Apache Hive
APACHE HIVE
The Apache Hive [10] data warehouse software facilitates querying and managing large datasets residing in distributed storage. Hive provides a mechanism to project structure onto this data and query the data using a SQL-like language called HiveQL. At the same time this language also allows traditional map/reduce programmers to plug in their custom mappers and reducers when it is inconvenient or inefficient to express this logic in HiveQL.
Interactive Job
Example: Create a Grade table, see the columns and delete it [11]

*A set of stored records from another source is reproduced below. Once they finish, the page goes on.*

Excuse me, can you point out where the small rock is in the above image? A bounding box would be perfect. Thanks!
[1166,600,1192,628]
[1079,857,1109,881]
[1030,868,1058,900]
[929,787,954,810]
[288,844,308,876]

Run Hive and execute the command at the hive prompt.
hive
hive> CREATE TABLE grades (name STRING, grade FLOAT);
OK
Time taken: 2.462 seconds
hive> SHOW TABLES;
OK
grades
Time taken: 0.213 seconds, Fetched: 1 row(s)
hive> DESCRIBE grades;
OK
name string
grade float
Time taken: 0.189 seconds, Fetched: 2 row(s)
hive> DROP TABLE grades;
OK
Time taken: 0.366 seconds
hive> SHOW TABLES;
OK
Time taken: 0.024 seconds
hive> quit;
Batch Job
Example: MovieLens User Ratings [11]
Copy data ml-100k from /home/sxg125/hadoop-projects/hive and cd to ml-100k
cp -r /home/sxg125/hadoop-projects/hive/ml-100k .
cd <path-to-ml-100k>
Modify the script "movieLens.sh", which is also in m1-100k directory, with the path to your data as showed:
....
#Load the data
hive -e "LOAD DATA LOCAL INPATH '<path-to-ml-100k>/u.data' OVERWRITE INTO TABLE u_data";
...
Run the bash script
./movieLens.sh
view the output
cat output
output:
100000
1 13278
2 14816
3 15426
4 13774
5 17964
6 12318
7 12424